The figure of merit I propose, is
- CPU clock ticks per bar
The fastest imaginable software would somehow manage to process all the rules of your system (Portfolio Manager, Entries, Exits, Money Manager, and statistics) in one single CPU instruction that took just 1 CPU clock tick to execute. ("the ultimate CISC", a bit of an inside joke). So the theoretical limit, the best "CPU Clocks per bar" imaginable, is 1.0. (or 1/N if you can bring yourself to imagine an N-core ultimate CISC CPU). Actual real-life CPUs runing actual real-life software, will have quite a few CPU clocks per bar, because it takes quite a lot of atomic CPU instructions to accomplish all the work of running a system.

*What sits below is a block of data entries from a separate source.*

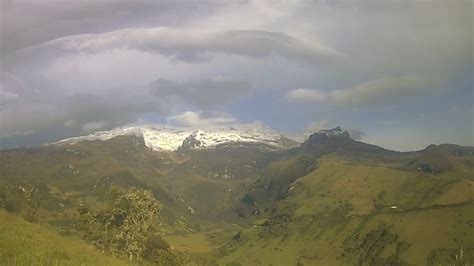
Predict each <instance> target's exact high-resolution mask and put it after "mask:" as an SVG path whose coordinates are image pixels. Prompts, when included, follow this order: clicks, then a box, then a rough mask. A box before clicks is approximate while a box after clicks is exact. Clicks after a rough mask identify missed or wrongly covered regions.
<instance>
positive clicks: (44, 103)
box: [0, 0, 474, 149]
mask: <svg viewBox="0 0 474 266" xmlns="http://www.w3.org/2000/svg"><path fill="white" fill-rule="evenodd" d="M0 15H1V17H2V27H1V28H0V39H1V40H0V41H1V43H2V45H1V47H0V57H1V58H0V62H1V65H0V148H4V147H13V146H17V145H32V144H40V143H43V142H48V141H55V140H58V139H60V138H64V137H69V136H76V135H82V134H86V133H88V132H92V131H96V130H105V129H108V128H111V127H114V126H117V125H122V124H125V123H131V122H136V121H145V122H159V123H170V124H176V125H178V124H179V125H196V124H209V125H210V124H219V123H227V122H231V121H243V122H248V121H253V120H261V121H263V122H264V123H267V124H269V125H270V126H272V127H274V128H276V129H279V130H281V131H284V132H289V133H295V134H296V133H298V134H299V135H301V132H302V131H305V132H304V133H305V134H306V133H310V131H313V130H316V129H317V128H318V127H315V126H314V125H324V126H327V127H330V126H337V125H339V126H342V127H344V128H348V129H358V130H359V131H361V132H364V133H365V134H359V135H361V137H363V139H364V141H368V142H372V143H375V144H380V145H383V146H385V147H391V148H397V147H403V149H417V148H423V146H424V145H425V144H427V143H430V142H434V143H441V142H455V143H459V144H465V145H473V144H474V140H473V138H472V135H474V132H473V127H474V126H473V120H472V116H473V113H472V99H473V97H474V95H473V90H472V88H473V86H474V84H473V83H474V82H473V80H472V73H473V53H472V47H473V38H472V2H471V1H464V0H453V1H443V0H431V1H402V2H396V1H381V2H374V1H370V0H369V1H364V0H362V1H355V2H354V1H351V2H349V1H305V0H296V1H283V0H281V1H280V0H271V1H266V0H263V1H261V0H258V1H253V0H250V1H220V0H208V1H193V0H190V1H168V0H163V1H162V0H158V1H148V0H136V1H133V2H131V1H125V0H118V1H107V0H97V1H72V2H71V1H66V0H48V1H29V0H9V1H4V2H2V9H1V11H0ZM321 121H323V122H324V123H322V122H321ZM352 131H353V132H356V131H355V130H352ZM434 132H436V134H435V133H434ZM398 133H399V134H398ZM410 134H413V138H410ZM384 136H397V137H384ZM415 139H416V140H417V141H414V140H415Z"/></svg>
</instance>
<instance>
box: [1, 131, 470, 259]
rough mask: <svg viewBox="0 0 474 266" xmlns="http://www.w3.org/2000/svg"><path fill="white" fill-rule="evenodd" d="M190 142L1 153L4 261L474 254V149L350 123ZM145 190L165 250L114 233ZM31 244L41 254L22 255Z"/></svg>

I recommend running approximately the same trading system on all backtesters that you're measuring and comparing, so they are all doing approximately the same amount of "work". The triple EMA crossover system is a decent choice here.
I also recommend running an optimization that steps parameters through several values, so that the entire run takes at least ten minutes. (That way, if you make a one- or two-second error in timing the run, its effect will be negligible.)

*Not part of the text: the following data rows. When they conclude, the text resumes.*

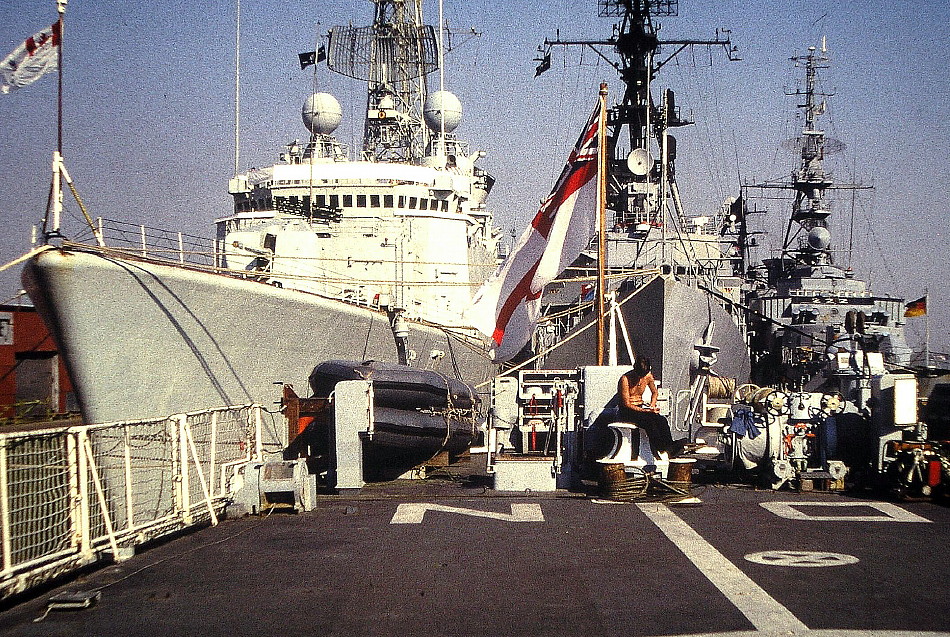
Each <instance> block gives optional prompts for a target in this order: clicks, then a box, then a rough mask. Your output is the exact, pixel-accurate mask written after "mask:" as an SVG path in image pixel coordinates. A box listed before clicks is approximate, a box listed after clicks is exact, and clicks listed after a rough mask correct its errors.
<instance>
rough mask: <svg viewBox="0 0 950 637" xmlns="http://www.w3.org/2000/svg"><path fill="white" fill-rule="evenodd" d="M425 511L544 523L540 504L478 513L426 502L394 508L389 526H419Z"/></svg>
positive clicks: (413, 502)
mask: <svg viewBox="0 0 950 637" xmlns="http://www.w3.org/2000/svg"><path fill="white" fill-rule="evenodd" d="M426 511H443V512H445V513H457V514H459V515H470V516H472V517H476V518H492V519H495V520H504V521H505V522H544V514H543V513H541V505H540V504H521V503H518V504H512V505H511V513H496V512H495V511H479V510H478V509H463V508H461V507H450V506H447V505H444V504H430V503H428V502H408V503H403V504H400V505H399V506H398V507H396V513H395V514H394V515H393V518H392V519H391V520H390V521H389V523H390V524H420V523H422V519H423V517H425V514H426Z"/></svg>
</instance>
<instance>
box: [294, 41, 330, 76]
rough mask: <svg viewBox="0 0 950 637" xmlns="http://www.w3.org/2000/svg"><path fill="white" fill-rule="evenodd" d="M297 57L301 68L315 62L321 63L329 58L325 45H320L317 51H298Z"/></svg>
mask: <svg viewBox="0 0 950 637" xmlns="http://www.w3.org/2000/svg"><path fill="white" fill-rule="evenodd" d="M297 59H298V60H299V61H300V70H301V71H302V70H304V69H305V68H307V67H308V66H313V65H314V64H319V63H320V62H323V61H324V60H325V59H327V50H326V48H325V47H324V46H323V45H320V48H319V49H317V50H316V51H308V52H306V53H298V54H297Z"/></svg>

I did the measurement just now on Blox Builder 2.1.21 on my Latitude D820 laptop, which is a dual core machine running at 1.95 GHz, with 2.0 gigabytes of RAM. Here are the data:
- portfolio of 30 markets
- 11.0 years tested
- 82636 daily bars (wrote a little Update Indicators blok that counted them)

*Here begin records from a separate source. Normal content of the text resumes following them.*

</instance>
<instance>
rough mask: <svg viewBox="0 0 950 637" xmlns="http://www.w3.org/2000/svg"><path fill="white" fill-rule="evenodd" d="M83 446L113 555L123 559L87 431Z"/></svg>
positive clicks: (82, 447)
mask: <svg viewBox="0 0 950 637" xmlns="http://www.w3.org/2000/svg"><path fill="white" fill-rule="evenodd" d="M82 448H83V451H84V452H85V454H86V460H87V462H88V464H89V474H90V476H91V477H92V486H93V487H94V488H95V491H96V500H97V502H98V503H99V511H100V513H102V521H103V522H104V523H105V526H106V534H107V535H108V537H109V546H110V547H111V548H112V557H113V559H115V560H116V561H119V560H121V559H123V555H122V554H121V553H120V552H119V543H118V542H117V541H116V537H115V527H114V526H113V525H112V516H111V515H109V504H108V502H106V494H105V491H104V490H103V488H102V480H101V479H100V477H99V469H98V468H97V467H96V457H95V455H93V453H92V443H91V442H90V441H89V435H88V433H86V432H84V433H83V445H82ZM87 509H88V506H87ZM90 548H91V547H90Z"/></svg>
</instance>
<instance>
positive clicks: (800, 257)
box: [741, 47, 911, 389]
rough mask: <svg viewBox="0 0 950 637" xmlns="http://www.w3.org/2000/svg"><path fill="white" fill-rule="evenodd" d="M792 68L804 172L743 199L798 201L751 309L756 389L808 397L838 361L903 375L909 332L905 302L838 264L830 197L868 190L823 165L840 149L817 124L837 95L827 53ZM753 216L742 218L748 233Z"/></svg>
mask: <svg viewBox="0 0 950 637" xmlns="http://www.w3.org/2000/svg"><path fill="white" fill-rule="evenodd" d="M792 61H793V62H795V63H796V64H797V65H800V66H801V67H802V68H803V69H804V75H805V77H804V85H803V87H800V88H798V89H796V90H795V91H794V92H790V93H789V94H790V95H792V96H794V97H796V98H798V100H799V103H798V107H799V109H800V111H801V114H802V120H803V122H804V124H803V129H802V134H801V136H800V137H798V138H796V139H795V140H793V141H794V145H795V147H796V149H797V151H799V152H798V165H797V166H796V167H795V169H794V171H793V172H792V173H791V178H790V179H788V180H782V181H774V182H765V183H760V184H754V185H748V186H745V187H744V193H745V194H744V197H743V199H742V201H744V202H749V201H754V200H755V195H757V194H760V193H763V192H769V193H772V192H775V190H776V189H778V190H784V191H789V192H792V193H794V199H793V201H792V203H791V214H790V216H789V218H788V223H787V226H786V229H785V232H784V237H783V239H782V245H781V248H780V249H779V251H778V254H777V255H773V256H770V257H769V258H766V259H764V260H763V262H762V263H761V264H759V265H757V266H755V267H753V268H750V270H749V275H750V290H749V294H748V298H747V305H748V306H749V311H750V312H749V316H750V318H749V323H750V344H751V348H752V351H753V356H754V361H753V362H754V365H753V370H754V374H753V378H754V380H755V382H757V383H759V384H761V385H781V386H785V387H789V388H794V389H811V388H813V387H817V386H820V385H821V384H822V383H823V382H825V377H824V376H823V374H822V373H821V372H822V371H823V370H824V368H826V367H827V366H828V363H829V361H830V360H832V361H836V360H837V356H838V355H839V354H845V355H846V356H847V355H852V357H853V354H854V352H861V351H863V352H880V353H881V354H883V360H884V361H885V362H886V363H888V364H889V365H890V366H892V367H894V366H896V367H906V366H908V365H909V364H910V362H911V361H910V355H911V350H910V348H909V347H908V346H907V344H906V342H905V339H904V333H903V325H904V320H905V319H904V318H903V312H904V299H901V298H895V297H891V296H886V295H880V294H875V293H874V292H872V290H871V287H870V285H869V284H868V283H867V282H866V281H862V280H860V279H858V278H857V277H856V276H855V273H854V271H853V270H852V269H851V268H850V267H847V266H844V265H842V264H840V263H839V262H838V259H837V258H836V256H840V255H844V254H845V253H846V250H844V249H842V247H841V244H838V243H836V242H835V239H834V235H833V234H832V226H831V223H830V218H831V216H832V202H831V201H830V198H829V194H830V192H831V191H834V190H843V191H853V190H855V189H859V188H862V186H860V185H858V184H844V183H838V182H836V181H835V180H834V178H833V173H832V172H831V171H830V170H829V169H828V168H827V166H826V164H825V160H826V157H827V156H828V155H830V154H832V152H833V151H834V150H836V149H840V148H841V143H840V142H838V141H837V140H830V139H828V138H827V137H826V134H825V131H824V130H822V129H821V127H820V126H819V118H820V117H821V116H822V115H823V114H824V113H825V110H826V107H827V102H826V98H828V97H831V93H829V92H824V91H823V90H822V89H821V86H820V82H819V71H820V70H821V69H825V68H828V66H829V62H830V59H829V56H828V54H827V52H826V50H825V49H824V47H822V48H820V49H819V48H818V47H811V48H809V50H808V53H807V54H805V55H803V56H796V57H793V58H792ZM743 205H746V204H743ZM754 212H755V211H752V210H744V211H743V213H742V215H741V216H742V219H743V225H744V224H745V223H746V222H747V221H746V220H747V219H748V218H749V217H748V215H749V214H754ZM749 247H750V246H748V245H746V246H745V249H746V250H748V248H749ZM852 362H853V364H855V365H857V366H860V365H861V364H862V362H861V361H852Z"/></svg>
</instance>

- manual double-check: 30 mkts * 11 years * approx 250 days/year = 82500, which agrees with the actual count very well
- Triple MA system
- Optimization run that included 900 individual tests
- Stopwatch measured runtime of the optimization run: 17 minutes + 47 seconds
Total # seconds = 47 + (17*60) = 1067 seconds
Total # Clock ticks = (1067 seconds) * (1.95 billion clocks per sec) = 2081 billion ticks
Total # bars = (82636 bars/test) * (900 tests) = 74,372,400 bars
Clock ticks per bar = (2081 billion ticks) / (74.372 million bars) = 27,980 clock ticks per bar
In summary, Blox takes about twenty eight thousand clock ticks to process each bar of data, when running the Triple MA system. It's a simple way to measure software speed, giving results in intuitive units that are easy to remember: 28K clocks per bar, bada boom.